On Wednesday, Mayor Martin J. Walsh said he had heard the same account from Kyzr’s family but had not discussed it with officials at the time.
Authorities said Kyzr was last seen about 2:15 p.m. Tuesday in the L Street Bathhouse, which is part of the Curley Center. A 911 call came in about a half-hour later, according to Boston and State Police.
Kyzr’s body was found at 7:10 p.m., about 20 yards offshore in front of the bathhouse, police said. Investigators believe he had been in the water for at least three hours, a law enforcement official with knowledge of the investigation previously told the Globe.
Kyzr’s mother, Melissa Willis, said no counselors ever contacted her. Instead, she said, her 9-year-old niece called to tell her Kyzr was missing.
Some relatives wonder whether Kyzr was harmed before drowning and question the timeline of events given by authorities.
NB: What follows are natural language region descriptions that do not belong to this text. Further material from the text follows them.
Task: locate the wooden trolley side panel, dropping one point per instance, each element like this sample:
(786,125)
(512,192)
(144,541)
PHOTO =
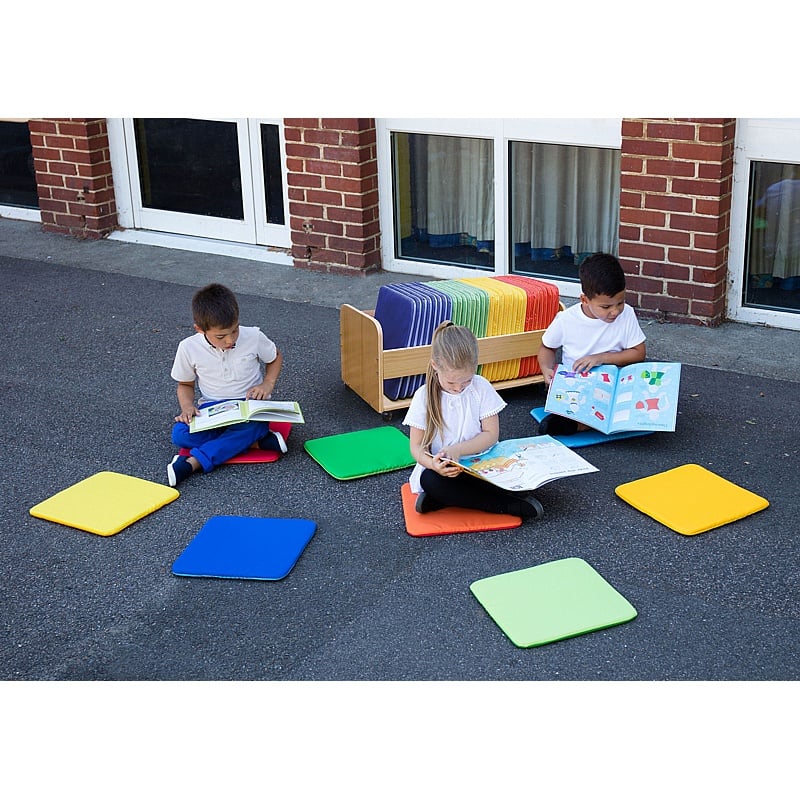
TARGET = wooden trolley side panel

“From the lifeguards to the camp staff, everybody needs to be held accountable because he’s a child,” said Decayla Toney, a family member.
Counselors attend a two-day orientation, receiving first aid training and learning about job requirements, Walsh spokeswoman Bonnie McGilpin said.
Applicants must pass criminal background checks and have an interest in children, she said.
Lifeguards must carry several certifications and undergo a swimming evaluation to be hired, McGilpin said. Once they get the job, they receive additional training and attend an aquatics safety meeting.
The city said it prohibits lifeguards and counselors from using cellphones and other personal electronic devices while on duty.
Ralph Toney said Kyzr and his brother had previously attended a summer program at their uncle’s business, Chez-Vous Roller Rink in Dorchester. This year, they wanted to try something different and enrolled in the Curley Center program for $100.
“Every morning, they were up bright and early, already dressed, ready to go,” Toney said. “They were in love with it.”
Toney’s boss, Brett O’Brien, launched a GoFundMe page to pay for Kyzr’s funeral. As of Thursday evening, donors had given close to $14,000.
“I’m kind of floored,” O’Brien said.